Making his feature directorial debut, “The Grudge” writer Stephen Susco scares up a handful of unnerving images and grim thoughts in “Unfriended: Dark Web,” a standalone follow-up to the incredibly profitable 2014 Blumhouse film. Like the first “Unfriended,” “Dark Web” was produced at a cost of roughly one million dollars, practically guaranteeing a big return on investment by the conclusion of its opening weekend. The second installment retains the visual gimmick of delivering the entire story through a series of websites, login pages, applications, video chats, windows, text messages, folders, drop-down menus, and other familiar computer screen experiences that members of the target demographic will instantly recognize.
As a relatively new subset, or extension, of the found footage technique that has existed for a long time, the computer screen point-of-view, or screencast, borrows key tropes from established, hallmark films. Susco mixes in everything from first person camera perspectives ala Robert Montgomery’s 1947 “Lady in the Lake” to the tight close-ups of distressed, sobbing, and almost always doomed unfortunates that call to mind Heather Donahue in “The Blair Witch Project.” One of the first movies to successfully deliver the screen-exclusive storytelling device was Walter Woodman and Patrick Cederberg’s 2013 short “Noah,” and while a few aspects of the approach have evolved these past five years, the basic gist in “Dark Web” is the same.

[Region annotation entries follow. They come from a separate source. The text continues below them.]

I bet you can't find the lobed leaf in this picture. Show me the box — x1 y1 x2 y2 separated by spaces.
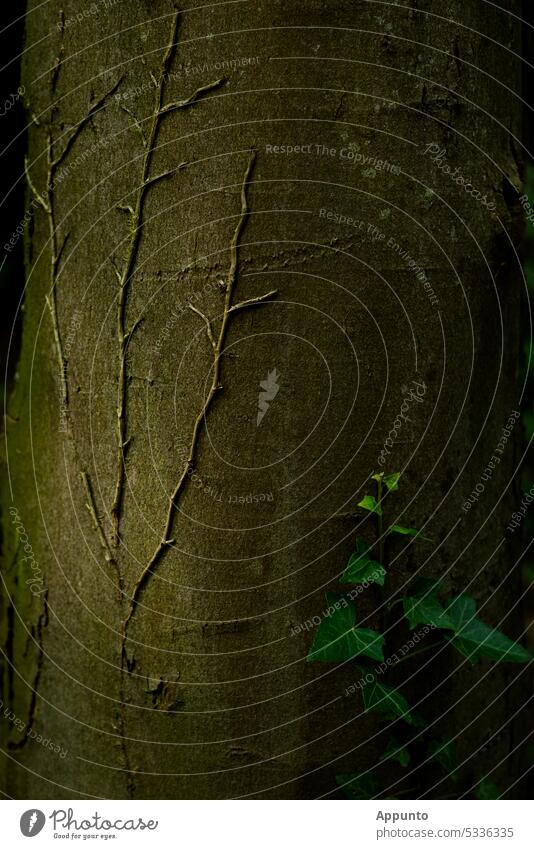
340 539 386 587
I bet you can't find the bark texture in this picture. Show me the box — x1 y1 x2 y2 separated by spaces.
1 0 521 799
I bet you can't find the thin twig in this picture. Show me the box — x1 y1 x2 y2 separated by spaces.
230 289 278 313
160 77 226 115
111 10 224 546
24 156 50 212
80 471 114 563
121 152 273 658
52 76 124 170
187 304 217 350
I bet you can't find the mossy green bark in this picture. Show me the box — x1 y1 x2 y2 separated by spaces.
2 0 520 799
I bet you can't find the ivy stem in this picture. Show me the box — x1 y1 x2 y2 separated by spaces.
391 639 446 668
376 477 385 568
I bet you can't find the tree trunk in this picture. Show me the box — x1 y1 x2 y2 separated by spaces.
2 0 521 799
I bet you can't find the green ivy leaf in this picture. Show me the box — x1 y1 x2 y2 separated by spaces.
388 525 432 542
307 593 385 663
475 778 502 799
358 495 382 516
380 737 410 766
446 594 531 663
384 472 400 492
427 740 458 778
362 678 414 725
371 472 400 492
403 578 454 630
336 772 379 799
340 539 386 587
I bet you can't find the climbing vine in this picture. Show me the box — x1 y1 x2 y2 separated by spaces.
308 472 531 799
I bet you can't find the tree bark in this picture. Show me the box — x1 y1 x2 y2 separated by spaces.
1 0 521 799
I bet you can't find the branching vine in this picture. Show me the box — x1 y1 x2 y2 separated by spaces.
122 152 277 662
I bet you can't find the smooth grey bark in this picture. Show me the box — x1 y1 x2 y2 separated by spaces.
2 0 521 798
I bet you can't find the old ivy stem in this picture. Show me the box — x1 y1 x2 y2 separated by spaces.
121 152 276 660
376 479 385 568
111 12 179 545
111 4 225 546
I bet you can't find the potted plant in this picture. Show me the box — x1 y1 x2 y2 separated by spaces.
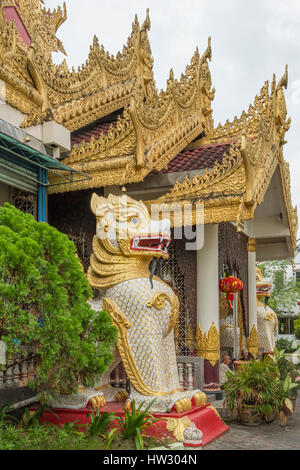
223 359 283 426
269 348 300 426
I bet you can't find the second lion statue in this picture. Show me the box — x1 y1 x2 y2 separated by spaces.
87 194 204 412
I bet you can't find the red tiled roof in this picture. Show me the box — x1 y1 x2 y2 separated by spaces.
156 142 231 174
72 121 117 145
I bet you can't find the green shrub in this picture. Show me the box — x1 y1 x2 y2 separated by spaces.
0 203 117 393
108 398 159 450
294 318 300 339
276 338 294 352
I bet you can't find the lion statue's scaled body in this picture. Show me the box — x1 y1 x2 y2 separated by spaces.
256 268 278 352
87 194 203 411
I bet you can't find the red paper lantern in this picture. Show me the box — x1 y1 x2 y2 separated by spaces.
219 276 243 309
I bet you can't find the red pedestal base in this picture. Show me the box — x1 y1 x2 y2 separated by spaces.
30 402 229 446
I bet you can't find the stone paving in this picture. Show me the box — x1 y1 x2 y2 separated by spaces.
203 394 300 450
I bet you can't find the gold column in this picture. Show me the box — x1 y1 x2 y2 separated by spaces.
196 323 220 367
246 238 259 357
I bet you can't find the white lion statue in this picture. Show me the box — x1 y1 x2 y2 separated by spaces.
87 194 204 412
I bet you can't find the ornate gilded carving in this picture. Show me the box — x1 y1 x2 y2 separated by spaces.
196 322 220 366
248 238 256 253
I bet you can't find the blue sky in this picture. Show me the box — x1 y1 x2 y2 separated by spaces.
45 0 300 233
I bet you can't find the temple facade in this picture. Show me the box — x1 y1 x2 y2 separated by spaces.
0 0 298 391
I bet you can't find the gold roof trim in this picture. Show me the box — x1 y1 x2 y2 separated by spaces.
50 39 214 192
147 67 298 250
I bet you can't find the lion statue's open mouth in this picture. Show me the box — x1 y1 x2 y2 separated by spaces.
130 234 171 255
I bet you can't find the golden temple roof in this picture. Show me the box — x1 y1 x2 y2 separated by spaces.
0 0 297 252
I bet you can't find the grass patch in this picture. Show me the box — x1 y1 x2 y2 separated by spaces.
0 424 170 450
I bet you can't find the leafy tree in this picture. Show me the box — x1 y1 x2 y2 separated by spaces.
258 260 300 314
0 203 117 393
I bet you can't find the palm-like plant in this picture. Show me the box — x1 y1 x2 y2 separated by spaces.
111 399 159 450
86 408 116 439
223 359 284 418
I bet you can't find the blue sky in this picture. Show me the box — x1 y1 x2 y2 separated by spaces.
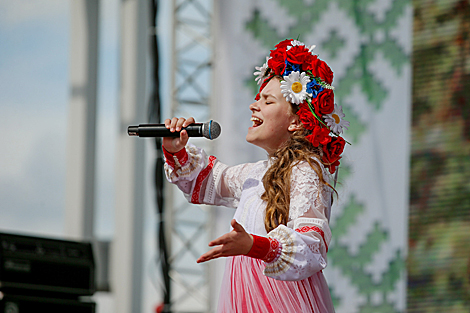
0 0 119 237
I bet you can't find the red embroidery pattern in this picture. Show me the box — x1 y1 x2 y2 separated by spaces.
263 237 279 263
191 155 216 204
295 226 328 252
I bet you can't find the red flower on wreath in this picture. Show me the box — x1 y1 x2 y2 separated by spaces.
287 46 312 64
312 89 335 117
306 126 331 147
268 49 286 75
323 136 346 174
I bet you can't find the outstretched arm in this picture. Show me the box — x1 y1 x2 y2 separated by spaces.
197 219 253 263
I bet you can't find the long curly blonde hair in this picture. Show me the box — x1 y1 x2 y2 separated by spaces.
261 105 336 233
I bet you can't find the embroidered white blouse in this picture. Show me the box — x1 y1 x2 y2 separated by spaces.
165 145 334 312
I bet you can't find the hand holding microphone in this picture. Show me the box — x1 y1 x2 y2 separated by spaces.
127 117 221 153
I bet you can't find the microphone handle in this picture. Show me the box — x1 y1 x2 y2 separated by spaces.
128 123 203 138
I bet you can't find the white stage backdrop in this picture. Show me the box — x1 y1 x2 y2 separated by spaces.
210 0 412 313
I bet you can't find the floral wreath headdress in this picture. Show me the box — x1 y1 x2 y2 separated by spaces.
254 39 349 174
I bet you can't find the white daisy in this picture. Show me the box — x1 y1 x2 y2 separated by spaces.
281 72 310 104
253 57 270 85
323 103 349 135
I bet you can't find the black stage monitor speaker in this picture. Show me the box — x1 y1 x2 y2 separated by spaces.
0 233 95 297
0 295 96 313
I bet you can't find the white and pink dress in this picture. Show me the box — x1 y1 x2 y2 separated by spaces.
165 145 334 313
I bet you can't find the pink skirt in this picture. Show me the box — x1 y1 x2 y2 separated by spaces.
218 256 334 313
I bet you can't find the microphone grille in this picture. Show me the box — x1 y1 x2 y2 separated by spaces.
202 120 221 140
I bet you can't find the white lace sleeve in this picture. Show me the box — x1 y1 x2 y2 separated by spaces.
264 163 332 280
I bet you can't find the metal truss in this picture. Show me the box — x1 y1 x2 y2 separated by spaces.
166 0 214 312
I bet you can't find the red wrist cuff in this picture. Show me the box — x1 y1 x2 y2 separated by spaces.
162 146 188 168
247 235 280 263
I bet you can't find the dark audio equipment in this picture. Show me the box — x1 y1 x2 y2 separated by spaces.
0 295 96 313
0 233 96 294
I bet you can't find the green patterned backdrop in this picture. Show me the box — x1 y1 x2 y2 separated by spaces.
408 0 470 313
239 0 411 313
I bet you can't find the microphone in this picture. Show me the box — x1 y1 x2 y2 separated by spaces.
127 120 221 140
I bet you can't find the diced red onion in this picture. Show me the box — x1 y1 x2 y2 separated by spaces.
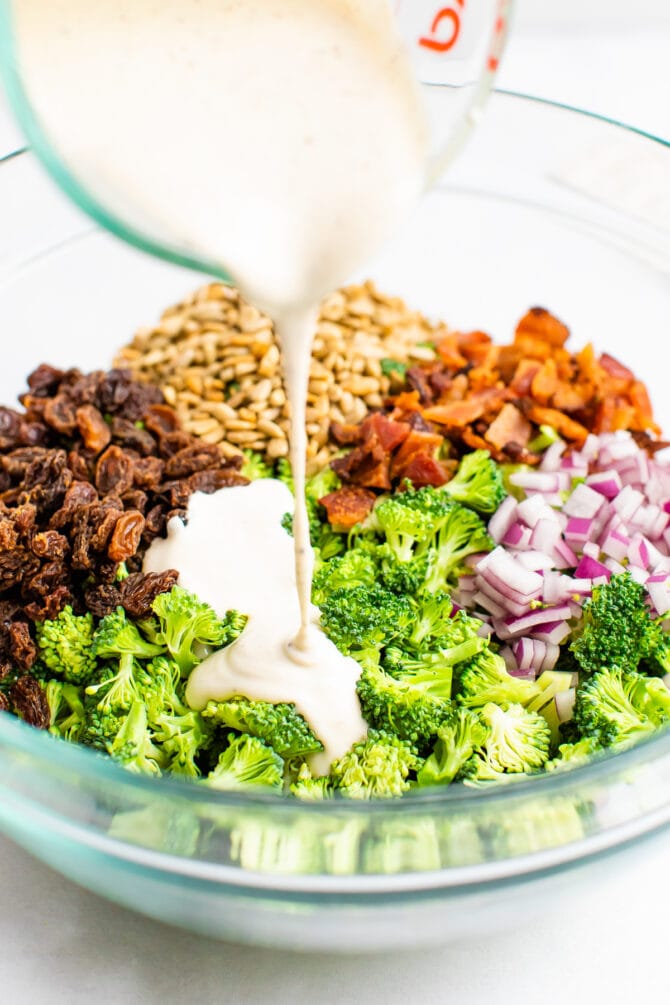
587 470 622 499
488 495 516 545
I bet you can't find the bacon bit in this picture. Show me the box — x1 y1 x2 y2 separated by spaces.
484 403 532 450
526 405 589 445
361 412 410 450
530 359 559 405
391 429 444 478
628 380 661 435
435 332 467 370
598 353 635 382
330 420 363 446
394 451 452 488
391 391 421 419
318 485 377 531
330 440 391 490
514 308 570 349
457 332 493 366
509 360 542 398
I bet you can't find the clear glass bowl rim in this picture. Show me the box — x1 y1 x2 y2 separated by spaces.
0 88 670 892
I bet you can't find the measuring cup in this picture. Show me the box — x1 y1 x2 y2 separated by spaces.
0 0 511 280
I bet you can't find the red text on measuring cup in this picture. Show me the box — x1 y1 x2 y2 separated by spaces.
419 0 465 52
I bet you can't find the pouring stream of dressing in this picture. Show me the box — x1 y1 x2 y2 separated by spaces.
14 0 429 771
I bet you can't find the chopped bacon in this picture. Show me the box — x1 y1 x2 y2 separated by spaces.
526 405 589 444
330 420 363 446
318 485 377 531
391 429 446 480
514 308 570 349
361 412 410 450
330 440 391 489
485 403 532 450
394 450 452 488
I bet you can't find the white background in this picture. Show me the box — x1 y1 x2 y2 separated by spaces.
0 0 670 1005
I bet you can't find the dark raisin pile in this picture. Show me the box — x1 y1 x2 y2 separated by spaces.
0 365 247 727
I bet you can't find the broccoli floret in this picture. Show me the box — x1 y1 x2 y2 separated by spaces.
408 591 488 662
330 731 421 799
311 548 378 606
321 585 413 661
35 604 96 684
357 661 452 750
458 648 540 709
444 450 507 514
205 733 284 791
571 573 662 673
85 607 162 713
469 701 550 781
544 737 603 771
202 697 323 759
44 680 85 743
574 666 664 747
290 764 332 802
240 450 272 481
150 586 247 676
107 699 166 775
417 709 488 785
375 490 434 562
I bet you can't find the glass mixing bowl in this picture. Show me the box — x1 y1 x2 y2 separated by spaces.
0 93 670 951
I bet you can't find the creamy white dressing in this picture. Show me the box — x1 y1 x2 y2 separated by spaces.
144 478 367 774
13 0 429 770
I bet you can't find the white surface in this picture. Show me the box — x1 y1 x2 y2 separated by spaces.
0 0 670 1005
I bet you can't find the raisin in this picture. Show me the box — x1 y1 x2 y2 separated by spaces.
111 415 157 457
0 405 21 450
165 442 221 478
187 465 249 493
84 583 121 618
121 569 179 619
95 444 133 495
43 394 76 436
27 363 63 397
30 531 69 559
145 405 180 437
76 405 111 453
9 621 37 671
133 457 165 490
107 510 145 562
122 488 149 514
23 585 76 621
9 675 51 730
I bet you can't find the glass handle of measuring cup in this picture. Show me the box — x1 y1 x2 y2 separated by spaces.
395 0 512 185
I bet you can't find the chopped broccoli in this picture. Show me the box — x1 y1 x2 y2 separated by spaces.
330 731 421 799
469 701 550 781
571 573 662 673
321 585 413 661
205 733 284 791
44 680 85 743
457 649 540 709
85 607 163 713
147 586 247 676
544 737 603 771
444 450 507 514
574 666 664 747
35 604 96 684
240 450 272 481
290 764 332 802
417 709 488 785
357 661 452 750
202 696 323 759
108 699 166 775
311 548 378 606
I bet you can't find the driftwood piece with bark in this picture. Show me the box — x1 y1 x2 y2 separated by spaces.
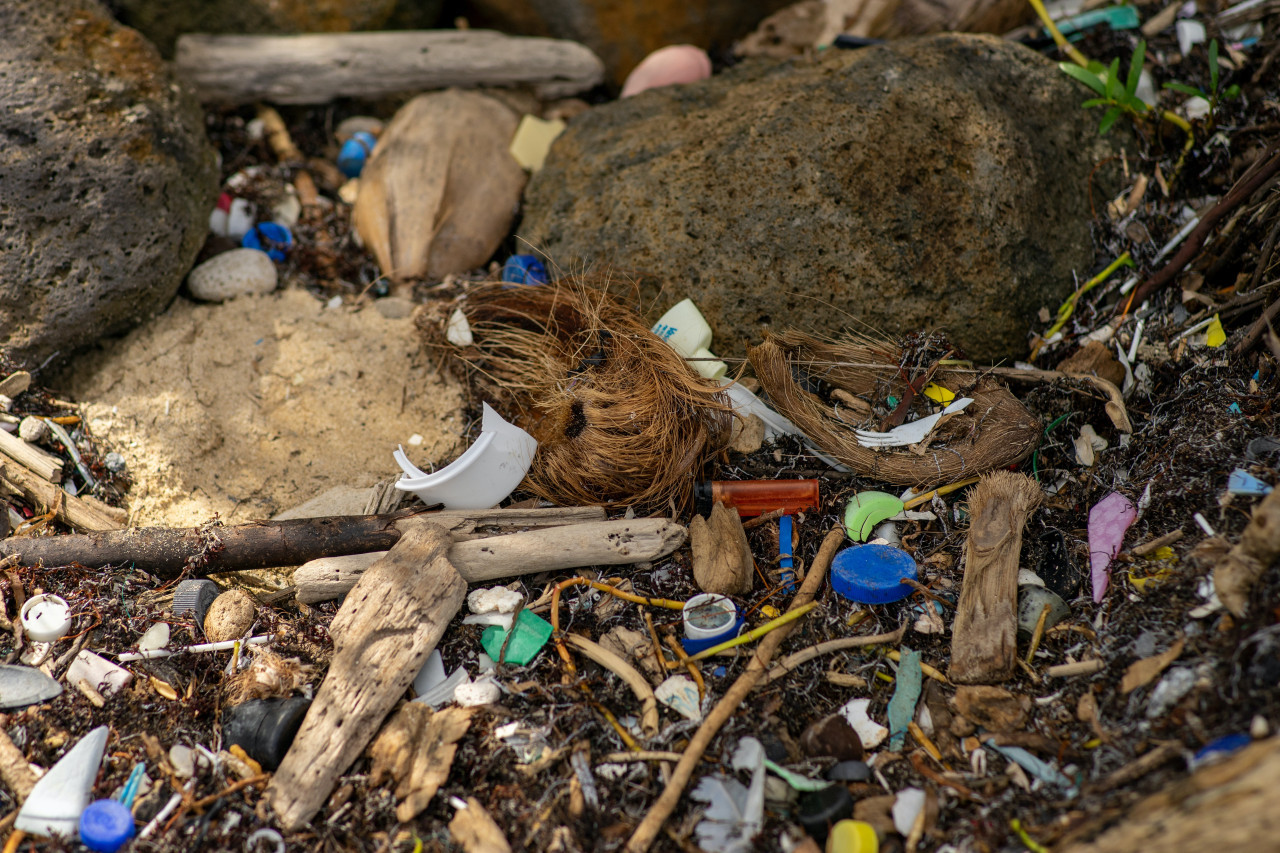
1213 489 1280 617
174 29 604 104
293 519 685 605
266 524 467 831
0 507 604 578
950 471 1041 684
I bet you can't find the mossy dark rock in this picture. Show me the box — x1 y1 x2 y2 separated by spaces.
0 0 218 366
518 35 1100 360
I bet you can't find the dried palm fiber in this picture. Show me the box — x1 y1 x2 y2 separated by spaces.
748 332 1039 487
417 278 732 511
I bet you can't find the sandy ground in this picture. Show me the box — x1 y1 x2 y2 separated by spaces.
51 289 465 526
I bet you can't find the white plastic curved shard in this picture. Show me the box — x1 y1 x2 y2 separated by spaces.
854 397 973 447
393 403 538 510
14 726 110 838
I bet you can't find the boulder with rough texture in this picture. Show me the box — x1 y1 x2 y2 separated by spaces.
0 0 218 366
467 0 787 86
518 35 1098 360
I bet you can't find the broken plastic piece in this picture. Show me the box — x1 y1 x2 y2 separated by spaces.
502 255 547 284
845 491 904 542
854 397 973 447
502 114 564 171
14 726 111 838
67 649 133 695
22 593 72 643
831 544 916 605
223 695 311 770
241 222 293 258
1226 467 1271 496
393 403 538 510
694 480 819 519
653 300 728 379
338 131 378 178
480 610 552 666
0 665 63 710
1089 492 1138 605
886 649 923 752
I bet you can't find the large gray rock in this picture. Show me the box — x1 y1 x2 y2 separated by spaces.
0 0 218 366
518 35 1116 360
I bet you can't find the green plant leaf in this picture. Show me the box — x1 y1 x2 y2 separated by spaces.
1208 38 1217 95
1165 83 1208 101
1124 41 1147 95
1098 106 1124 136
1057 63 1107 95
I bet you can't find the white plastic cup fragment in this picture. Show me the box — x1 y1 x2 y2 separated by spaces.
394 403 538 510
22 593 72 643
14 726 110 838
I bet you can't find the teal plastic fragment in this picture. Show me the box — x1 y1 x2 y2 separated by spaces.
480 610 552 666
888 647 924 752
1044 6 1138 36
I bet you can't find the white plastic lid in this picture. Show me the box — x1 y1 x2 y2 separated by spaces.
22 593 72 643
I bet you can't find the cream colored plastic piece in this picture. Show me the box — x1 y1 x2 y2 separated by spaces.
394 403 538 510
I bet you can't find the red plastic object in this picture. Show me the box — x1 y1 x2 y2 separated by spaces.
694 480 818 519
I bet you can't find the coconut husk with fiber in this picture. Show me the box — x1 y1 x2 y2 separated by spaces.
748 332 1039 487
417 278 732 511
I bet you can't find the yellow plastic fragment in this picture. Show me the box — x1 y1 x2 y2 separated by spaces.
924 382 956 406
511 115 564 172
1204 314 1226 347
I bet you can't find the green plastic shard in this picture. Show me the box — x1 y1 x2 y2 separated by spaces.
845 492 902 542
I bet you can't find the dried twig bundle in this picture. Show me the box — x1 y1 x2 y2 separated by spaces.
749 332 1039 487
417 278 732 510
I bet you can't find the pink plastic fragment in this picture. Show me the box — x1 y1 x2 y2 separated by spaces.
1089 492 1138 603
622 45 712 97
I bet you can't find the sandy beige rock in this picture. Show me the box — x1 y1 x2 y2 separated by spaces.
205 589 257 643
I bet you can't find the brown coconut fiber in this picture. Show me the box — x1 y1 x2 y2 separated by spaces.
748 332 1041 488
417 277 732 511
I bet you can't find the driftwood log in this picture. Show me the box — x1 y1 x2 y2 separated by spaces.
174 29 604 104
293 519 685 605
266 524 467 831
0 507 604 578
948 471 1041 684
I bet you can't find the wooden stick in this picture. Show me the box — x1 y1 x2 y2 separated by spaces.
266 524 467 831
626 528 845 853
174 29 604 104
564 634 658 738
293 516 685 605
950 471 1041 684
1213 489 1280 617
0 461 124 527
0 507 604 578
0 429 63 483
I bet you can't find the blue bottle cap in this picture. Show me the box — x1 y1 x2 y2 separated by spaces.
831 544 915 605
241 222 293 264
79 799 133 853
338 131 378 178
502 255 547 284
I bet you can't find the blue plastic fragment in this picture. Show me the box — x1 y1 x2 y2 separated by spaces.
888 648 924 752
338 131 378 178
1189 731 1253 770
241 222 293 258
502 255 547 284
79 799 133 853
831 544 916 605
983 740 1080 799
1226 467 1272 494
778 515 796 596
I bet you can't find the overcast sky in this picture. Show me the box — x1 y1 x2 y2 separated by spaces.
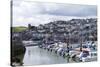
13 1 97 26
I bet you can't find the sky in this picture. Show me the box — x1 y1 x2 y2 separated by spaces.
12 0 97 26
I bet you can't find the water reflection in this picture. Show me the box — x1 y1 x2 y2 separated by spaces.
23 46 67 65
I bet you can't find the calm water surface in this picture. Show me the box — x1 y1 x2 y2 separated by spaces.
23 46 67 65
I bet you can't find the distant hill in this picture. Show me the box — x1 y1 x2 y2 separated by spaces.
12 26 27 32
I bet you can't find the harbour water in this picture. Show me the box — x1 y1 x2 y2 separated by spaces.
23 46 68 66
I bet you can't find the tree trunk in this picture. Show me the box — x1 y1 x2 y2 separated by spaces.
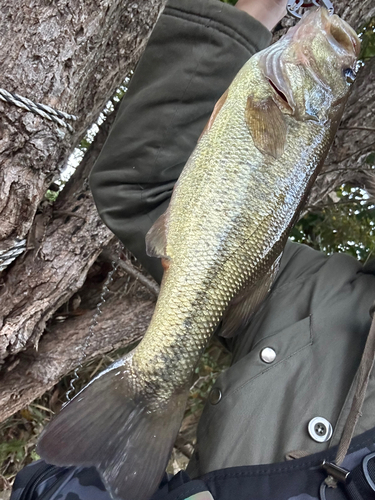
0 0 375 420
0 290 155 422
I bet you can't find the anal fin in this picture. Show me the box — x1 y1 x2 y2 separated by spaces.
218 254 282 338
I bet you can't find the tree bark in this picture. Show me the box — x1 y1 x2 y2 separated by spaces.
0 0 375 420
0 0 163 253
0 292 155 422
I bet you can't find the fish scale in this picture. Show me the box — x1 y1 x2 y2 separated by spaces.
37 9 359 500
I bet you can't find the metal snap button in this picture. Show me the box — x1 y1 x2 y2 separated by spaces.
260 347 276 363
208 387 223 405
308 417 332 443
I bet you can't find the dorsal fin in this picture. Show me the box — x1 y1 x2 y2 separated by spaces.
146 209 169 259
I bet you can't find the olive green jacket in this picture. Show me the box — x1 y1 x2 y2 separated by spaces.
91 0 375 476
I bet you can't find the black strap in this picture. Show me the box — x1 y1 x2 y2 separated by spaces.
345 453 375 500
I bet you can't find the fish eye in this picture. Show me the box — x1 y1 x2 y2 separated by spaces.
344 68 357 83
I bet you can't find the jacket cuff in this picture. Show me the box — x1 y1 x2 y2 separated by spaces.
163 0 272 54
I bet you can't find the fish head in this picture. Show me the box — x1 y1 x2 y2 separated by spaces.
259 8 360 124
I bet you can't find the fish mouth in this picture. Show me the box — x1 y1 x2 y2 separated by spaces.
259 7 360 118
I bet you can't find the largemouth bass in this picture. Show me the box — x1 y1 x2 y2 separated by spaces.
38 9 359 500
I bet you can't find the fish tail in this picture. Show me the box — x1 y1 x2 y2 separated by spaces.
37 353 188 500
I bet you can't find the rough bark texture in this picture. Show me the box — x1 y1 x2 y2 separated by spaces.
0 294 155 422
0 98 119 361
0 0 375 420
0 0 163 251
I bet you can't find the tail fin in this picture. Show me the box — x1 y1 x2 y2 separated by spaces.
37 354 187 500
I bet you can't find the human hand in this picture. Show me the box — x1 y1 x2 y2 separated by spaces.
236 0 288 31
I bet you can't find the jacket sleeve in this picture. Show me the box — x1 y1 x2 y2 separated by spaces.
90 0 271 281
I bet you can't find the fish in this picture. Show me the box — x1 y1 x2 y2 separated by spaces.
37 8 360 500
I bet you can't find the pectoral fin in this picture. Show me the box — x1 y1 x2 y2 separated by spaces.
245 96 287 159
146 209 169 259
219 254 281 338
198 89 228 142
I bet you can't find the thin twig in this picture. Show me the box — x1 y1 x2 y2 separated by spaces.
101 251 160 297
305 200 374 210
339 127 375 132
332 141 375 164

“Dark Web” skips the supernatural dimension of the previous “Unfriended” for malevolence grounded in conspiracy theories growing out of the shadowy and unindexed destinations of the World Wide Web that conjure longstanding nightmares of the worst kind of criminal acts, including kidnapping, theft, and murder. Susco combines several of these scenarios via the journey of Matias (Colin Woodell), a tech-savvy guy who has apparently acquired a used laptop that still contains all kinds of sensitive files. Matias, desperate to win back the love of Amaya (Stephanie Nogueras), also participates in a regular game night group video chat with a circle of their close friends. Needless to say, the previous owner of Matias’ computer is a very bad person, and following the exposition/set-up, Susco shifts toward a variation on “The Old Dark House”/“And Then There Were None” approach to supporting characters.
While the body count increases, Susco plays with a few interpretations of cat-and-mouse, although the balance of power never really swings in favor of Matias and his pals. In one scene, a character suffers the horror of swatting, and while the details are farfetched in Susco’s dramatization, echoes of the 2017 death of Andrew Finch in Wichita, Kansas raise questions about the filmmakers’ willingness to caricature unsavory realities of genuine harassment. April Wolfe even argues that the movie “inadvertently glorifies hacker chaos trolls and criminals as hyper-intelligent masterminds,” and her point is worth contemplating, although she goes on to acknowledge the conundrum of critiquing the horror genre on the basis of morality.
One would think that at least some of the contemporary specifics of the screencast approach to narrative filmmaking come with the inevitability of rapid obsolescence as social media platforms, and the way in which we use them, change and morph. Will these films be viewed one day as curiosities, time capsules, or something else? No matter what happens to the style, there is surely an aspect of movies like “Unfriended: Dark Web” that inspire critical viewers to wonder about the amount of time that so many of us already spend each day looking at a monitor.